The squadron was based at RAF Thorney Island, the early Whirlwind suffered from low power which seriously reduced its lift capability during hot weather. One of its successes was the rescue of a family from a yacht that was caught in a severe storm in or around Portsmouth harbour. The three were rescued one at a time and the winch man, a mechanic, was obliged to wait on deck until all were lifted off. The yacht broke up shortly after he was removed The Whirlwind Har Mark 10 is now a purely civilian aircraft which has recently been refurbished (to be the lightest Whirlwind yet) and painted yellow, the colour of which it wore when flown with 22 squadron. The helicopter is now owned by Mr Andrew Whitehouse.
APPEARING SUNDAY ONLY in 2018
Dartmoor Hill Pony Display team
The Dartmoor Hill Pony Display Team is a youth run annual project from the Dartmoor based charity, Friends of the Dartmoor Hill Pony.
This years display tells its audience the story of the Dartmoor Farmer through a jam-packed 30 minuets of Musical Rides, Racing, Jumping through fire, charging and so much more!

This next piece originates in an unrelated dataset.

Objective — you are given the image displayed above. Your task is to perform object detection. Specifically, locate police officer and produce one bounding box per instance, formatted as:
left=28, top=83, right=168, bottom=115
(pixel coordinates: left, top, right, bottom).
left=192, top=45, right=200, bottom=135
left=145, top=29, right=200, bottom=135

The purpose of this is not only for allowing the 29 children that are part of this loving family to be having fun on ponies, but also for raising awareness of the Hill Pony and it’s vastly changing ecological safety on Dartmoor.
Friends of the Dartmoor Hill Pony are dedicated to supporting all the ponies on Dartmoor. All the ponies have a value to the ecology of the moor, and are good enough even with a bit of white here of there. Shape or size is not important as long as they can do the job they have adapted to do; to graze and maintain the difficult moorland environment. Dartmoor Hill Ponies are the ones that still thrive on Dartmoor and are the inheritors of the harsh landscape that has shaped their genes. Unlike other organisations protecting the Dartmoor Ponies, we do not believe that a Dartmoor pony should it a breed standard of certain colours and shapes, decided in 1925. The hill ponies live on the moor and are bred for hardiness and temperament so they can survive and be managed and in turn, keep the moorland vegetation and habitats as they should be. For this reason, they are “true children’s friends,” and the basis of many future competition animals and the perfect tool for looking after Dartmoor.